Also, could someone comment on the effect size of b = -.001, which is within the 95% CI. Because if that translates into a day in a hundred years in "longevity" terms or something like that, than I wouldn't call the result "significant", even though the 0 is not technically crossed.
Would you rather edit a messy dataset in pandas or in Excel? What about automatically generating reports? Going to give managers your ipython printout?
As for massive - something like daily options data for 3000 stocks, spanning a number of years, with information down to the tranche level (let's say 60 million rows if stored in a relational database fashion). In my case the analysis can be done on the stock level though, which means that only a 3000th of the dataset needs to be loaded into memory at any time.
Speaking of Dutch companies, I think I may be getting a job offer as a Data Scientist from booking.com. Anyone working there? Is it a decent company to work for? Ok pay and relocation package (would be moving from Norht America)? Thanks.
I have NOT worked there, so I'm not speaking from personal experience, and it may be different for data scientists than for programmers. From what I hear in the tech scene here, they seem to be the place that programmers go when they want to just code for 8 hours and go home in the evening and get paid well for it, rather than this startup environment where they're expected to be involved in product decisions etc. I hope that helps a little and I hope others can share more insight.
I work at Booking.com - have been here for two years and I consider it to be one of the best jobs I've ever had (admittedly, my previous jobs weren't great). Great team of people and we get a lot of flexibility to choose how we want to work. Personally, as a father I also really appreciate the work/life balance here - there is zero pressure to work silly hours.
Off-topic: I want to learn a functional programming language, and I was thinking to go with Scheme (because, you know, SICP...) Would there be any advantage for me to go with Haskell instead?
Scheme and Haskell are very different languages. Both are functional, but that's about where the similarities end. Scheme is impure, haskell is pure; scheme is strict, haskell lazy; scheme is dynamically typed, haskell static; all functions in scheme are variadic, all in Haskell are unary; etc. So it depends on what you're looking for, and what you're trying to use it to do. That said, here are some advantages of Haskell:
1) Speed. Haskell binaries are highly optimized and tend to be very fast.
2) Correctness. Haskell's type system is far more advanced than any other language with as much or more usage, and is very good at preventing runtime errors. (and can go a long way to preventing logic errors). Also, its purity prevents huge classes of bugs.
3) Interesting: Haskell introduces a lot of new concepts which can really open up your understanding of computer science. It's a lot of fun.
4) Forward-looking: many of the ideas introduced or popularized by Haskell, such as pattern-matching, type classes, no null pointers, etc, are manifesting themselves in the new languages these days (such as Rust and Swift). Haskell itself is also (slowly) making its way into industry. Learning Haskell, in some ways, exposes you to the "next generation" of languages and programming techniques. I'm not sure the same can be said of Scheme, which tends to be used pedagogically more than as a means to push the envelope.

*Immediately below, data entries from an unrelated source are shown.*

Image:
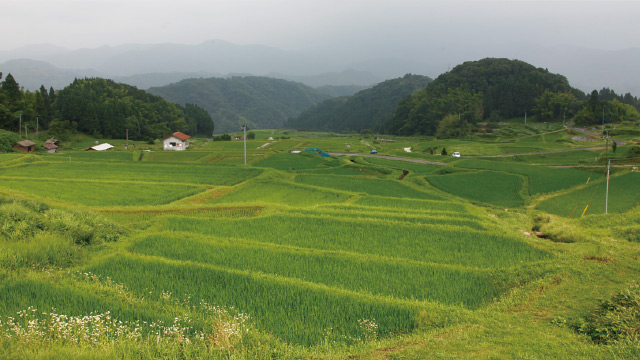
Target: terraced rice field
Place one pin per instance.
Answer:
(313, 250)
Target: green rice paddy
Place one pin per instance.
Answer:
(310, 248)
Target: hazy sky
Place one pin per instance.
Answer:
(369, 26)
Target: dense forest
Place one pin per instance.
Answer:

Then again, I know Haskell a lot better than I know Scheme, so maybe I'm biased. But at least, it gives you something to think about.

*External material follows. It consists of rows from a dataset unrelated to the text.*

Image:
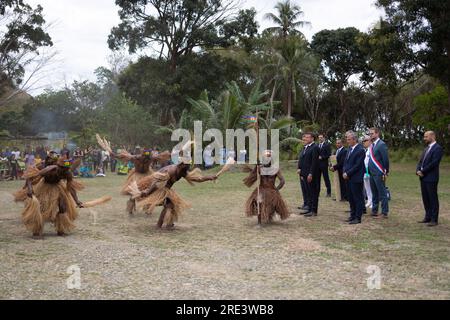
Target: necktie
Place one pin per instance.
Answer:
(349, 153)
(304, 150)
(425, 156)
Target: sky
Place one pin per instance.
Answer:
(80, 29)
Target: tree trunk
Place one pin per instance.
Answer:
(342, 117)
(289, 109)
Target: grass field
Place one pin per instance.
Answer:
(217, 253)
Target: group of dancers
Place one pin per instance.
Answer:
(50, 191)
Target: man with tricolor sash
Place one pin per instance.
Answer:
(378, 170)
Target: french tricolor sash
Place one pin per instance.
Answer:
(375, 161)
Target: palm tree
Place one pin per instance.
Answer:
(286, 19)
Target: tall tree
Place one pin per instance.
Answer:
(341, 58)
(286, 20)
(425, 27)
(176, 27)
(22, 34)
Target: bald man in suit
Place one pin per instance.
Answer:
(428, 172)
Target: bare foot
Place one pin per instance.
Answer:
(170, 226)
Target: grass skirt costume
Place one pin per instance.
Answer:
(162, 195)
(46, 202)
(269, 199)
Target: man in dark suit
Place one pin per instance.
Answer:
(378, 170)
(354, 170)
(324, 157)
(428, 171)
(308, 169)
(341, 154)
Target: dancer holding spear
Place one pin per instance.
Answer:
(265, 201)
(156, 189)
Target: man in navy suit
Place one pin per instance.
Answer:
(378, 170)
(428, 171)
(354, 170)
(324, 157)
(308, 169)
(341, 154)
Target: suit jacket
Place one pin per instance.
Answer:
(430, 165)
(381, 154)
(354, 164)
(308, 162)
(340, 158)
(325, 153)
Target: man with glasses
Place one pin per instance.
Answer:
(378, 169)
(366, 144)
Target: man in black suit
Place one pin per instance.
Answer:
(341, 154)
(354, 170)
(428, 171)
(308, 169)
(324, 157)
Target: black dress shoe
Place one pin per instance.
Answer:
(311, 214)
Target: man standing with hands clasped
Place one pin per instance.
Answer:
(354, 174)
(324, 157)
(378, 170)
(308, 169)
(428, 171)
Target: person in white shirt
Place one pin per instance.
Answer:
(367, 143)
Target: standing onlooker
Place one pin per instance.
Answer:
(367, 143)
(113, 162)
(354, 174)
(208, 157)
(341, 154)
(378, 170)
(428, 171)
(105, 160)
(16, 153)
(324, 158)
(78, 154)
(65, 151)
(14, 165)
(29, 160)
(308, 169)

By training I am not a computer scientist, but an applied mathematician, so it is a little difficult for me to make judgement calls on things like type system, lazy evaluation, unary/variadic (don't even know what that means). I am interested in AI (machine learning) and statistical inference. I was looking at Lisp/Scheme because I know that AI needs gave birth to Lisp. Plus you have newer things like Church[1] that extends Scheme to deal with probabilistic models.
Perhaps, but it wouldn't hurt to pollute your mind with SICP first. At least watch the Abelson/Sussman videos (an accelerated version for HP employees); the audio sucks on a couple of them (I mean, in a couple of the lecture videos the audio sucks with much greater force than it sucks in the rest of them, but it's still not quite as bad as Feynman's Robb lectures), but it's a small time sink for a lot of enlightenment.
Just randomly looked up one of the publications. It's not my area, so I can't talk about the meat of the paper itself, but what does the discussion section have to do with anything?
It's more of a motivation or justification of the work than anything -- they want to apply the paper's methods to control marine-related engineering systems which are becoming more important to the future of Taiwan.
It sounds like a non-sequitur because it was probably copied and pasted from the grant proposal to get funding for the work. The acknowledgments show that funding came from the "National Science Council of the Republic of China, Taiwan", so that organization would naturally want to know why they're funding work on fuzzy numbers and how it benefits the country.
Right, it just seemed like they didn't make any connection whatsoever between this particular research and a concrete naval/engineering problem. Kind of like saying "look this is math, engineering is important to Taiwan, engineers use math".